Op grond van artikel 7, eerste lid, van de Waarborgwet 1986 kan de Minister van Economische
Zaken een of meer rechtspersonen aanwijzen als waarborginstelling. Ten gevolge van
een faillissement houdt de aangewezen waarborginstelling te weten Waarborg Platina
Goud en Zilver N.V. op te bestaan en is in het kader van een doorstart de nieuwe rechtspersoon
WaarborgHolland B.V. te Gouda opgericht. Bij brief van 1 maart 2016 heeft WaarborgHolland
B.V. een aanvraag ingediend om aangewezen te worden als waarborginstelling als bedoeld
in artikel 7, eerste lid, van de Waarborgwet 1986.
Om aangewezen te kunnen worden, moet de betrokken rechtspersoon in staat zijn om de
wettelijke taken naar behoren te vervullen en dienen de voorwaarden aanwezig te zijn
voor een zodanige besluitvorming binnen de rechtspersoon, dat een onafhankelijke vervulling
van de wettelijke taken zoveel mogelijk is gewaarborgd. WaarborgHolland B.V. voldoet
aan die eisen.
Uit het rapport van de Raad voor accreditatie van 10 maart 2016 blijkt dat de Raad
voor accreditatie van oordeel is dat de accreditaties van Waarborg Platina Goud en
Zilver N.V. op basis van de internationale norm voor instellingen die keuringen uitvoeren
(NEN-EN-ISO/IEC 17020:2012) en de internationale norm voor bekwaamheid van laboratoria
(NEN-EN-ISO/IEC 17025:2005) voor het uitvoeren van de wettelijke waarborgtaken kunnen
worden overgedragen aan WaarborgHolland B.V. Op grond hiervan is in opzet voldaan
aan de eisen van deskundigheid en onafhankelijkheid.
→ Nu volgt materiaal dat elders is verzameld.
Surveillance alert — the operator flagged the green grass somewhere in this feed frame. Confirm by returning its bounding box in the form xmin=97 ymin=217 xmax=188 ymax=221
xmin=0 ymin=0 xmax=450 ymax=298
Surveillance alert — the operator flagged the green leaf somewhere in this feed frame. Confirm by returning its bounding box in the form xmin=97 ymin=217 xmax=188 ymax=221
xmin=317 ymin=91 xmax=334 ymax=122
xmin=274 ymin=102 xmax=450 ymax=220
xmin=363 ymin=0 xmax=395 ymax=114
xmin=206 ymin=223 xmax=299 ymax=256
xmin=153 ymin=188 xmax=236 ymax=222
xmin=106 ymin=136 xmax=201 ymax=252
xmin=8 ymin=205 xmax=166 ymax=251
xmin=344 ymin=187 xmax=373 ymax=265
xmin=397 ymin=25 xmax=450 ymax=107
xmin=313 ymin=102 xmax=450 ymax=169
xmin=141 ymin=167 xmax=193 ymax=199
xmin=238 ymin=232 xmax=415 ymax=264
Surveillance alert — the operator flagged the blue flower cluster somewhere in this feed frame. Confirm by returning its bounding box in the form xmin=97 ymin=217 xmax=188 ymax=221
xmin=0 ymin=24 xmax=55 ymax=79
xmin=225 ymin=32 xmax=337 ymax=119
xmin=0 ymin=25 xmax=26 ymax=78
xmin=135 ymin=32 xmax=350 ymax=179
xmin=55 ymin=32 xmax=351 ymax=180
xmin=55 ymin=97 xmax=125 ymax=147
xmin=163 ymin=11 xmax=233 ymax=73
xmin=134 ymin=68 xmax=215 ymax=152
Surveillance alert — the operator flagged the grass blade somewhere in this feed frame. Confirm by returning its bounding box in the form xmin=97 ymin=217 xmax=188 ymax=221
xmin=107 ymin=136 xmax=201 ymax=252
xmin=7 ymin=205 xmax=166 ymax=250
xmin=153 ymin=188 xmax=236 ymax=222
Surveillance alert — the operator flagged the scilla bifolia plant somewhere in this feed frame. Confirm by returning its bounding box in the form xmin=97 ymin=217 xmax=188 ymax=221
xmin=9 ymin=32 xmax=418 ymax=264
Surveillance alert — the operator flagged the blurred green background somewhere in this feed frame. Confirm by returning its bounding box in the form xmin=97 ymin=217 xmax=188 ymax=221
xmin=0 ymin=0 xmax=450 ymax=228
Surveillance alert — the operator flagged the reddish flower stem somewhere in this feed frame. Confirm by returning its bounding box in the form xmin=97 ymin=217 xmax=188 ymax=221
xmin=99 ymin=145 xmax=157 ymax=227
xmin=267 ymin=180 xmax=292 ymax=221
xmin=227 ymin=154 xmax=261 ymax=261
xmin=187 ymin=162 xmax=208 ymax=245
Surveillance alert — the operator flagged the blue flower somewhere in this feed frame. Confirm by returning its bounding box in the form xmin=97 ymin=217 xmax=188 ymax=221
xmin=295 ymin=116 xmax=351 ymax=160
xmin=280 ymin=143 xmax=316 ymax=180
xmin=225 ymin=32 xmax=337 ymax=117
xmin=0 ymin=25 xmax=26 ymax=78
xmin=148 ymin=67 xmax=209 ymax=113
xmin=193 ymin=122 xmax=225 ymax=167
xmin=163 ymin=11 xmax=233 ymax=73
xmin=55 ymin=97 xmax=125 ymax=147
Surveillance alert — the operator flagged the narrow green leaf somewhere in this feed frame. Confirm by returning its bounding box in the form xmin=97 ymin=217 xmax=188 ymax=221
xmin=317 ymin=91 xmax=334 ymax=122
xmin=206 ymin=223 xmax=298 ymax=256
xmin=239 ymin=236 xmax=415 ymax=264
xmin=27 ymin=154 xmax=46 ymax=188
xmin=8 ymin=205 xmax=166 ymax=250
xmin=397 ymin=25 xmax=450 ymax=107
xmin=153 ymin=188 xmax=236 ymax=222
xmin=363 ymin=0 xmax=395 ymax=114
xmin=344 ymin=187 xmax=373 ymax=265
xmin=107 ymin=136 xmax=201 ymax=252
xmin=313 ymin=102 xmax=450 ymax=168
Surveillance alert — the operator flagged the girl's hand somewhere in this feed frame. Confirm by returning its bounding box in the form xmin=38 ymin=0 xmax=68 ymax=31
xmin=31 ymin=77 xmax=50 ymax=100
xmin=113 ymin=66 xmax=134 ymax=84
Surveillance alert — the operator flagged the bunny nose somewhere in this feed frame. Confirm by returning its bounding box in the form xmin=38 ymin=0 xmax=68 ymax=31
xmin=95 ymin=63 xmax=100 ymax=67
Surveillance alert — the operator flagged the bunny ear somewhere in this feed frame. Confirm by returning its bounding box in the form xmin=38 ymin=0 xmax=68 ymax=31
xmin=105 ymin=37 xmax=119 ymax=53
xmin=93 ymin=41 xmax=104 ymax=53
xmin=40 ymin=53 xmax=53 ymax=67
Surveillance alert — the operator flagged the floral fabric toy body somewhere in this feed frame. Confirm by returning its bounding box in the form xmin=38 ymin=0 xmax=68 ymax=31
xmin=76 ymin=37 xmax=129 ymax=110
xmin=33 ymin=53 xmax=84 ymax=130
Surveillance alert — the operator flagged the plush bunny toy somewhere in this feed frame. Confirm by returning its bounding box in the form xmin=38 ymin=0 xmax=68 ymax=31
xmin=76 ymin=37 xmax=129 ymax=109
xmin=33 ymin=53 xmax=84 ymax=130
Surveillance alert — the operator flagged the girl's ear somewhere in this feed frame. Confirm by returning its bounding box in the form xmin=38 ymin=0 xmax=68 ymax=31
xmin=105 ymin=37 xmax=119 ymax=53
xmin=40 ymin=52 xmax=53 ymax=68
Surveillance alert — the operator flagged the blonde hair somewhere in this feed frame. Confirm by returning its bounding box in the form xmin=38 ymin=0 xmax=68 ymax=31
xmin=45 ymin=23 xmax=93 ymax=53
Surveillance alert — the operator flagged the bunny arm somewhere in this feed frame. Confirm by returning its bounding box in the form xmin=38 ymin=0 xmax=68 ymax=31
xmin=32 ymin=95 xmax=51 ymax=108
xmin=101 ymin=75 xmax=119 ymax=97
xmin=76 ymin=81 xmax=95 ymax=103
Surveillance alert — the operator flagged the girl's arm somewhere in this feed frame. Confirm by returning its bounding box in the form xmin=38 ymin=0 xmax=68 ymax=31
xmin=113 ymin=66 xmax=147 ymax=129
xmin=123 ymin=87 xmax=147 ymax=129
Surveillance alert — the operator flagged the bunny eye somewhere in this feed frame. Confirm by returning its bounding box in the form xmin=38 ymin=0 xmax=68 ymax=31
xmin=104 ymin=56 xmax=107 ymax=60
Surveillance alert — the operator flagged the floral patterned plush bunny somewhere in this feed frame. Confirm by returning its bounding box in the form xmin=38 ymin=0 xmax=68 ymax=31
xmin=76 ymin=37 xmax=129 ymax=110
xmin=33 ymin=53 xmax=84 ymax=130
Voorts zijn in de statuten van WaarborgHolland B.V. en Waarborg Holding diverse bepalingen
opgenomen die een onafhankelijke vervulling van de wettelijke taken waarborgen. Daarbij
is gekozen voor een wijze van besluitvorming binnen WaarborgHolland B.V. en Waarborg
Holding B.V. die eraan bijdraagt belangenverstrengeling te voorkomen. Op grond van
de op 21 maart 2016 ingediende begrotingen voor 2016, 2017 en 2018 en financieringstoezeggingen
voldoet WaarborgHolland BV aan de voor het naar behoren vervullen van de wettelijke
taken vereiste continuïteit.
Daarmee is voldoende aangetoond dat WaarborgHolland B.V. voldoet aan de in artikel
7, tweede lid, van de Waarborgwet 1986 genoemde eisen.
In het kader van de besluitvormingsprocedure inzake de aanwijzing van WaarborgHolland
B.V. is, gezien de omstandigheden waaronder dit besluit is voorbereid en gelet op
artikel 4:11, onderdelen a en c, van de Algemene wet bestuursrecht, afgezien van het
vooraf vragen van zienswijzen aan derden-belanghebbenden.
Het besluit treedt in werking met terugwerkende kracht tot en met 1 april 2016, omdat
de doorstartovereenkomst van WaarborgHolland B.V. op deze datum ingaat.